Yes, there are downsides to Arduino and truth be told I use the ESP32 boards more often, but there is more good with Arduino than bad. For my simple use case, Arduino fits perfectly between the PIC microcontroller world and the ESP32 IoT world. We are just blinking an LED after all...
Which Board?
I am a big fan and supporter of Sparkfun Electronics. For many years I worked right next to their headquarters and all of their products hit the sweet spot of price and functionality. Since I am value-oriented, I love the older line of Arduino Pro Mini boards. It can handle raw VCC up to 12 volts natively, has plenty of analog and digital pins, has the ability to do I2C, and can run at 8 or 16MHz (16MHz requires the 5V version). The Sparkfun produced board is even opensource, so if you want to create your own PCB from their design you can download the Eagle files directly from their product website for free (scroll to the bottom).
It's all downhill sledding from here: Pick the GPIO to drive the LED, pick the pin to listen for an interrupt, then write a wee-bit of C++ with your own distinct flair to create the periodic lightshow of your choosing.
It all sounds far more daunting than it really is.
The schematic is very simple: Provide the Pro Mini with regulated 3.3v from the AP63203, hook up the momentary switch to a GPIO pin (I chose pin #2), then use second GPIO pin to drive the LED (I chose pin #6).
Schematics are all fun and games, but the real proof is in the puddin' or in my case the breadboard:
My more astute readers will notice the LED is actually turned on. Yes, my silly simple idea works, and it didn't even give up the magic smoke on the first power up.
Writing C++ can be a bit of a steep learning curve, but honestly it is quite a beautiful language once you grasp some of its core concepts.

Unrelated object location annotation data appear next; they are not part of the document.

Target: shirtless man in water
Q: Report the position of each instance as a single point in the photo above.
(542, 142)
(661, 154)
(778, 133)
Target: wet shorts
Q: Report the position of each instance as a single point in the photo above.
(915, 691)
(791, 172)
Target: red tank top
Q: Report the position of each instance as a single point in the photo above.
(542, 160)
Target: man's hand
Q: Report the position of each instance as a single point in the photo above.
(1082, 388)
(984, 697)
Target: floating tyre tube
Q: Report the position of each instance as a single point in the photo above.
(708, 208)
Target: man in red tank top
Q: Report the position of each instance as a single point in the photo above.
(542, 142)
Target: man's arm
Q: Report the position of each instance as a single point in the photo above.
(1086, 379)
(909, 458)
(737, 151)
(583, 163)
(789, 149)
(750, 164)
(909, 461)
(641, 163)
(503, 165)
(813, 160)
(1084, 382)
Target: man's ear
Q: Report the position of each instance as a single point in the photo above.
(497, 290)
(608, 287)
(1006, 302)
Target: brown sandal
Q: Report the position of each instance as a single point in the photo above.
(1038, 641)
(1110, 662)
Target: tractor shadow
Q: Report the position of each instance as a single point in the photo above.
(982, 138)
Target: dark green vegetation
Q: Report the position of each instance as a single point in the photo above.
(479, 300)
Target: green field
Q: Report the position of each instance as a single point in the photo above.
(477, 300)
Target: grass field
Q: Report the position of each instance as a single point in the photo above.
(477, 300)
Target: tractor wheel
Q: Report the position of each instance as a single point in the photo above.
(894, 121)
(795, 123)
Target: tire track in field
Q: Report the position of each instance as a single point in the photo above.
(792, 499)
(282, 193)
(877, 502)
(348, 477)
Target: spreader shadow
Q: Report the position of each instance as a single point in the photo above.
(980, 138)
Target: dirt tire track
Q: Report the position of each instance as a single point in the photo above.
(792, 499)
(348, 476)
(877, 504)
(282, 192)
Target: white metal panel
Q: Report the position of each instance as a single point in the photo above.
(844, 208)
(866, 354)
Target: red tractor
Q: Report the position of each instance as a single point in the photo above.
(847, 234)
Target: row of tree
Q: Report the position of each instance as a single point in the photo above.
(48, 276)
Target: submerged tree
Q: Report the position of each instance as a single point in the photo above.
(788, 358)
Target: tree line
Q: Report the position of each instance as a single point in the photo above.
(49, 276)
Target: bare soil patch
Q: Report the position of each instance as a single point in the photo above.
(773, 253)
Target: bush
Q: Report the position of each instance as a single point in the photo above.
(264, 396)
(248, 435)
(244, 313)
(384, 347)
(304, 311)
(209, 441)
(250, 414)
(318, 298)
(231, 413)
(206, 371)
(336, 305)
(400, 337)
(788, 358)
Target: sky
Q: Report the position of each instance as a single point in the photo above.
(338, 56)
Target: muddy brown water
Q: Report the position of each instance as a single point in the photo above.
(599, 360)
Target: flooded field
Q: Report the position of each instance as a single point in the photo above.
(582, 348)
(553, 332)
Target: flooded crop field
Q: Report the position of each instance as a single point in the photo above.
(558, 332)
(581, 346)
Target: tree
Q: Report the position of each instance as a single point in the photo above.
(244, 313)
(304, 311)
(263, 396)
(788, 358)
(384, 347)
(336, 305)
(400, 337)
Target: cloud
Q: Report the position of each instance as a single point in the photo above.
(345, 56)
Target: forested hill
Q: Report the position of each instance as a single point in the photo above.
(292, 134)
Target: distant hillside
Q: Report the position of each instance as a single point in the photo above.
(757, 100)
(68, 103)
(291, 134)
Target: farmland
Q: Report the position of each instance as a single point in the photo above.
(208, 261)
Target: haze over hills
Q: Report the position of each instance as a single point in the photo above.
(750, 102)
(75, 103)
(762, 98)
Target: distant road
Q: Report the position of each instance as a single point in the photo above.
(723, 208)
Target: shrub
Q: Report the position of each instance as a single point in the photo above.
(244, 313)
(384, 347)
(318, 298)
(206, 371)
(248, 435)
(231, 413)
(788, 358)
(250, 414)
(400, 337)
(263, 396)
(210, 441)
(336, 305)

That said, I completely ignored just about every useful part of the C++ language and just wrote a blob of C instead (mostly). My love for the C language is deep and wide even if I will never truly master it like my favorite friend Paul did. Some people are just special.
If you are one of the three people who have read this far into this project and would like the source code, email me. I will gladly provide you the source and will even tell how to modify it for your own specific needs.
Prototype
3D Printed Enclosure
I drew then printed an enclosure in carbon fiber infused nylon (PA6-CF) because, well, it is awesome. I have gushed over the properties of this finicky filament in previous posts so I won't cover old ground. The enclosure was designed to use electronics potting compound to retain and protect the circuit.
Initial Testing
The potted board has been running on my desk from a small 12V power supply continuously for over two weeks now at time of writing. As I feel the urge during the day I press the momentary button to quiet down the highly annoying flashing LED. Here and there I reset the power source, but mostly I ignore it and let it flash the LED to notify me it is time to quit my day job and scratch build a Pitts S1S.
(That last sentence may be factually correct, but financially impossible)
The next step will be plugging this mini contraption into my flying contraption (the Cub) which is an electrically noisy, dirty, ugly, untamed environment. This test will represent a harsh environment, but also a no-consequence environment. I say no-consequence because I have no need for 30 minute timers in the Cub, so if the unit fails or provides false indications no harm will come out of it.
If you could add one thing to your experimental avionics stack, what would it be?